- Portrait of Étienne Clavier
- Born: December 26, 1762 Lyon, France
- Died: November 18, 1817 Paris, France
- Occupations: Magistrate, Hellenist, writer
- Known for: Member of the Académie des inscriptions et belles-lettres, judge in the trial of General Moreau

= Étienne Clavier =

18th/19th century French academic and magistrate

Étienne Clavier (26 December 1762 in Lyon - 18 November 1817 in Paris) was a French Hellenist and magistrate.
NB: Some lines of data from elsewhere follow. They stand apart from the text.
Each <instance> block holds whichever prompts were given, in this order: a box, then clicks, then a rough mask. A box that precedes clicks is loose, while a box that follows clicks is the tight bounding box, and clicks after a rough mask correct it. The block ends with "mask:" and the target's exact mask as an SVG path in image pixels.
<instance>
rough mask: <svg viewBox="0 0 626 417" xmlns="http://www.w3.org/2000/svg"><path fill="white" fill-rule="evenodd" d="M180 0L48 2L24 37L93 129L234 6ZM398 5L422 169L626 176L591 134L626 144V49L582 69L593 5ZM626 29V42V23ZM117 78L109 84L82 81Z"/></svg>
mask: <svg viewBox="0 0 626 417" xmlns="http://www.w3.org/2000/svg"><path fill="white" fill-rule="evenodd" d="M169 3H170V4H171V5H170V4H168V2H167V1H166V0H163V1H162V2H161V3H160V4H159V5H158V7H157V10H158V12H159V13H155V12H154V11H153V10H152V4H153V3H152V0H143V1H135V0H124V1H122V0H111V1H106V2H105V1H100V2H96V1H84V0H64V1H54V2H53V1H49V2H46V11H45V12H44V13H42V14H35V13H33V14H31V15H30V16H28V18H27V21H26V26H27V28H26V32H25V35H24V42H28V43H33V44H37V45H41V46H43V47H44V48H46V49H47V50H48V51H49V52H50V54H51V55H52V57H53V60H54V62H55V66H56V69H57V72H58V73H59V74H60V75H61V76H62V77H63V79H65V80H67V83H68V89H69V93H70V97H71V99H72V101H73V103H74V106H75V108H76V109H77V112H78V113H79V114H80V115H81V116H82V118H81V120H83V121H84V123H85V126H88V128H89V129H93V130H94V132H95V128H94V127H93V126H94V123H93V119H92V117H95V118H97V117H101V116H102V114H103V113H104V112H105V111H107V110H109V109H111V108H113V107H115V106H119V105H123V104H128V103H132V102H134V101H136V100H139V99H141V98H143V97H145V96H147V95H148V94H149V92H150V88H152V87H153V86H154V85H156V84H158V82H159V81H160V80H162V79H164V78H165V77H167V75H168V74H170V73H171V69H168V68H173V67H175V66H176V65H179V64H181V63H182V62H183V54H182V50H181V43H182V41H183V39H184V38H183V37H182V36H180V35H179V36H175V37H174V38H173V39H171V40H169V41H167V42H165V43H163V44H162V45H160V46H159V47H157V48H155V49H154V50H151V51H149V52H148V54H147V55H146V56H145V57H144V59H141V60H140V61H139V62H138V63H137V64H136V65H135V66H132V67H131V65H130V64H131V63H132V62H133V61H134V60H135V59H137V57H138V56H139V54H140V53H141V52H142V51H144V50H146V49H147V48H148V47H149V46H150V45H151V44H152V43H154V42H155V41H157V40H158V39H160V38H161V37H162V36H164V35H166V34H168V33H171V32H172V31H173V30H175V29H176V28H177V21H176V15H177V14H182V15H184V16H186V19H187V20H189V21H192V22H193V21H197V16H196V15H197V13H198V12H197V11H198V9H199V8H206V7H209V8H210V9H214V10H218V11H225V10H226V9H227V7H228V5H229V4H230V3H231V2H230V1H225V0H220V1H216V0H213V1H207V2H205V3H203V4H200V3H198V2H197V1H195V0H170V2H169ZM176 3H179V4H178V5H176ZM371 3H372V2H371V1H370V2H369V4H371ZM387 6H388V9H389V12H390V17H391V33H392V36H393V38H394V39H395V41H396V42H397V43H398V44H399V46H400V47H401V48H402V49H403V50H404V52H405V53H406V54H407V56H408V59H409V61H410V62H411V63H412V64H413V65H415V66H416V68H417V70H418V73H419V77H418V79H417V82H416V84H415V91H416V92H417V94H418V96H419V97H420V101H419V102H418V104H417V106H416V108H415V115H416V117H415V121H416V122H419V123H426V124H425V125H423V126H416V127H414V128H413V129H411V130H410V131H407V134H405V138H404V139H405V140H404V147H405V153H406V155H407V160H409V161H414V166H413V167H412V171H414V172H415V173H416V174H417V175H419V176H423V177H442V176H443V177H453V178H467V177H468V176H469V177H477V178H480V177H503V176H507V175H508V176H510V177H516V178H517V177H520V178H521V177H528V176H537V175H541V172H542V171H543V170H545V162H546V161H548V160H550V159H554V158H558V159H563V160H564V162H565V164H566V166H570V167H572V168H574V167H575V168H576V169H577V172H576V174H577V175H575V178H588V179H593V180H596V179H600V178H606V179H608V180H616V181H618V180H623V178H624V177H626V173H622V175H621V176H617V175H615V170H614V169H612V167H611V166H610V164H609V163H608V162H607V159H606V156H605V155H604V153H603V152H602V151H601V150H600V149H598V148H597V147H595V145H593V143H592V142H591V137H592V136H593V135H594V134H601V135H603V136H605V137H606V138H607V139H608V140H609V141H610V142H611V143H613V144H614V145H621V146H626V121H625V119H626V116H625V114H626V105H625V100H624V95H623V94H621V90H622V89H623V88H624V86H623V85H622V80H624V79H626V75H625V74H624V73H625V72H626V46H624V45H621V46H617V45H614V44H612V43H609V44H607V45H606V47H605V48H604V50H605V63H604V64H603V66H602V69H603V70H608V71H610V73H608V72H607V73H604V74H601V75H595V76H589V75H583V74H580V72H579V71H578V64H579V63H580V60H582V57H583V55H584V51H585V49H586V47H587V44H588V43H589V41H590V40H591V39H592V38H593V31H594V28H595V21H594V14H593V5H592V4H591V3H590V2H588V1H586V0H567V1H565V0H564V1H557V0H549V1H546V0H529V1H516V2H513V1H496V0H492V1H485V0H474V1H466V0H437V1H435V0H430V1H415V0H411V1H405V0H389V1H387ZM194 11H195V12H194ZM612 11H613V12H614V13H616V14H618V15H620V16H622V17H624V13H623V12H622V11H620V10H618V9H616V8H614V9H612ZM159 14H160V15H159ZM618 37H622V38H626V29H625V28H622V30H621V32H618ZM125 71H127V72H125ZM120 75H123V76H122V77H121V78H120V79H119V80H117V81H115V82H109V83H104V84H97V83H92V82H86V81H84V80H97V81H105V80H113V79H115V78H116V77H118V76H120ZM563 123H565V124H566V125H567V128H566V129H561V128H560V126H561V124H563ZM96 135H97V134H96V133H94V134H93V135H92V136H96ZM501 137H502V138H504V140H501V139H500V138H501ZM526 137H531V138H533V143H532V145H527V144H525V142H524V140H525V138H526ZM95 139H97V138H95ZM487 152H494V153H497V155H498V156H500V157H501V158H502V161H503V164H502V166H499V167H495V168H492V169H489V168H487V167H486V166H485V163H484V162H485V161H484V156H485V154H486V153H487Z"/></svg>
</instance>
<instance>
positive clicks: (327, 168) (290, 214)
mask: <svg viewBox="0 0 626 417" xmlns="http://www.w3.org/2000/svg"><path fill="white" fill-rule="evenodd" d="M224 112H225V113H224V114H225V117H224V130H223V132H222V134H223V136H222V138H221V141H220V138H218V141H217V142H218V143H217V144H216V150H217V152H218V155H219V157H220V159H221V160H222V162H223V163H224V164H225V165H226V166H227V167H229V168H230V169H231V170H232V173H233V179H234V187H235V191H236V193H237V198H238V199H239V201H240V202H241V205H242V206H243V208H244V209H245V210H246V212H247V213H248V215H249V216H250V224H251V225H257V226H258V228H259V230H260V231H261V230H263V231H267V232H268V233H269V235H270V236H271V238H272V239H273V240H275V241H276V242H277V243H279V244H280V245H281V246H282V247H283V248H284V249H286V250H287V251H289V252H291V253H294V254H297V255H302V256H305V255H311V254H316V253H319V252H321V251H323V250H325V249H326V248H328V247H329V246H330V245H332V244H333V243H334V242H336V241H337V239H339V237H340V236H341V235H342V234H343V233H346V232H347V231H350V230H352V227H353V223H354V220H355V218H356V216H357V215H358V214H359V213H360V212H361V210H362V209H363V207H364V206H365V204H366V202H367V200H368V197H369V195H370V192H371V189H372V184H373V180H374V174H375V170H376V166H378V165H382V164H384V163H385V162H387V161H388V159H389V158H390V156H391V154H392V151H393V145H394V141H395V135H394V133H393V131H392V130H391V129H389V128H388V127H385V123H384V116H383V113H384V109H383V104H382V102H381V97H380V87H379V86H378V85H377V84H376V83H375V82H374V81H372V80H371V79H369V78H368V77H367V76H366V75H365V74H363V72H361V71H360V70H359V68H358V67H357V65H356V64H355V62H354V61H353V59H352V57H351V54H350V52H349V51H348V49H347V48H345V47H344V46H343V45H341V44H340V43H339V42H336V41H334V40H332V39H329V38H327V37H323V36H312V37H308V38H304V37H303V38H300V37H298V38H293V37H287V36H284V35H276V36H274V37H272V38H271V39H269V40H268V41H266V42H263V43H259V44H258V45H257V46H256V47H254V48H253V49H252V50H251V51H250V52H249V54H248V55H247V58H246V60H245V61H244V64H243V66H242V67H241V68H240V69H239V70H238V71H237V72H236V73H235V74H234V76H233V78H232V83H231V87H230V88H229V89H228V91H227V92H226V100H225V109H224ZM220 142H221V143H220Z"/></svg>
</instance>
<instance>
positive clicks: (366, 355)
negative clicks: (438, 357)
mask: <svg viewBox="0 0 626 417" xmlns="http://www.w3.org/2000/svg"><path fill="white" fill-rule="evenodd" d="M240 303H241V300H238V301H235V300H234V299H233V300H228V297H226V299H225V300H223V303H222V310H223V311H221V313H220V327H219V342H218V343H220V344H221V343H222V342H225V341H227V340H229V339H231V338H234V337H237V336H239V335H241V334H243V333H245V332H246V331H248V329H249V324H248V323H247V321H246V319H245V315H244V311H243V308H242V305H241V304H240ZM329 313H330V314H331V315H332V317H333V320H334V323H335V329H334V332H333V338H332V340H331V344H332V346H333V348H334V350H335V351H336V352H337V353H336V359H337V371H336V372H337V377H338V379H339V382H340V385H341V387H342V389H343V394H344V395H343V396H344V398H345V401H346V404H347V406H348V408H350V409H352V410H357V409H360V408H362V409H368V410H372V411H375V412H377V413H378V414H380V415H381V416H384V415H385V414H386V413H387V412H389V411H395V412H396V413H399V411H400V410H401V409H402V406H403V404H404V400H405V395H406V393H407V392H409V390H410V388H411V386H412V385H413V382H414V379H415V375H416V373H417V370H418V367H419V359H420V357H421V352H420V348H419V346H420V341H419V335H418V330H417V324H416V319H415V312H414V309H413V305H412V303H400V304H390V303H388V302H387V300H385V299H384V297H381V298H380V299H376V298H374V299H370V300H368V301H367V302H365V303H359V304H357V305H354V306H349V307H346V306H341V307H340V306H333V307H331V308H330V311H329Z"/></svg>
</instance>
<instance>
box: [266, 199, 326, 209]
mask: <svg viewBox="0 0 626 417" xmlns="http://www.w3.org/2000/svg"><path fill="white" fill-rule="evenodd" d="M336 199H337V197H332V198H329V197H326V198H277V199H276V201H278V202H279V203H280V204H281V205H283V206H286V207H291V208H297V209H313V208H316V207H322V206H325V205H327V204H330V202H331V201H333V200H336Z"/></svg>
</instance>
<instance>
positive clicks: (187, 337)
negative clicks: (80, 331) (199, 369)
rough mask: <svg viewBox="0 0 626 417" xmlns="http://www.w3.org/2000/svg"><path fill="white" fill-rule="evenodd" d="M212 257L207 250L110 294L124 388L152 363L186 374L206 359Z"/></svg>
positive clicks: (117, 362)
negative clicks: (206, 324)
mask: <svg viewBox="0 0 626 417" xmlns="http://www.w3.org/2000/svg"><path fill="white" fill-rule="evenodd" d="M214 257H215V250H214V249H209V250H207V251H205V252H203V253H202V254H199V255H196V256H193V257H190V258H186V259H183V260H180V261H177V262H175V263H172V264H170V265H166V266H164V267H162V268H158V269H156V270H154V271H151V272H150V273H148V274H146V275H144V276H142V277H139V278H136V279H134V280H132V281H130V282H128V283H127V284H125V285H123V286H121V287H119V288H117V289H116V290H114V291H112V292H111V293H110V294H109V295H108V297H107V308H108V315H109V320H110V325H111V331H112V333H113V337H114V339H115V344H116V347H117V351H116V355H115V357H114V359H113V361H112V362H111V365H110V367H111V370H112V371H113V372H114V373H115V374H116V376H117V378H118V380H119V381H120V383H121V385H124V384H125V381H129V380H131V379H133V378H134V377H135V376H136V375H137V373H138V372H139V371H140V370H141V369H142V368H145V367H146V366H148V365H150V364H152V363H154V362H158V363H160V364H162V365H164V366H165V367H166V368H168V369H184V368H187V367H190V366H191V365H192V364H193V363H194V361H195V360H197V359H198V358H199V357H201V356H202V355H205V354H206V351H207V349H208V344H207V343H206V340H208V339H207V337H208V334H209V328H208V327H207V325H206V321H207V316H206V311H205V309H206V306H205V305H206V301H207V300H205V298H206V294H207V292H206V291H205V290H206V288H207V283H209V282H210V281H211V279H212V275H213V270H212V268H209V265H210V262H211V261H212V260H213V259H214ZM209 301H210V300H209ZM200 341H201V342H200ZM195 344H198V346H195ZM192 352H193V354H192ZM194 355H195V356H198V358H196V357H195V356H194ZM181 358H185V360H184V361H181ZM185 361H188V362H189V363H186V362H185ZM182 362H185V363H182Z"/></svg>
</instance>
The son of a wealthy merchant of Lyon, he made early studies of the Classical languages, followed by studies of law in Paris. In 1788 he purchased a commission as conseiller au Châtelet of which he was soon deprived during the French Revolution. He entered the magistracy under the Directoire, serving as a judge in the criminal tribunal of the Seine, where he made himself prominent by the independence of his character in the trial of General Moreau. Pressured by Joachim Murat, who urged him to pronounce the capital sentence, with the assurance that Napoleon would grant clemency, he made the famous reply, "Et à nous, qui nous la fera?" He was finally discharged from his post in the reorganization of the tribunals of 1811.

In 1809 he was elected member of the Académie des inscriptions et belles-lettres succeeding Charles-Francois Dupuis. He was appointed to the chair in history and ethics at the Collège de France in 1812 and was named censeur royal at the Bourbon Restoration.

Étienne Clavier contributed several memoirs to the Académie des inscriptions. In one on the Oracles of the Ancients, he asserted that the priesthood of Antiquity were under no necessity of fraud in producing their miracles, which were easily explained by the confidence and credulity of the people. As a Hellenist, his work has lost its value, his translations, such as the Bibliotheke attributed to Apollodorus (Paris, 1805), lacking the accuracy demanded by later generations, and his erudition, such as his corrections to Jacques Amyot's translation of Plutarch, ill-directed. His principal merit, according to Pierre Larousse, is to have pursued classical studies during a period that lacked classicists of the first order.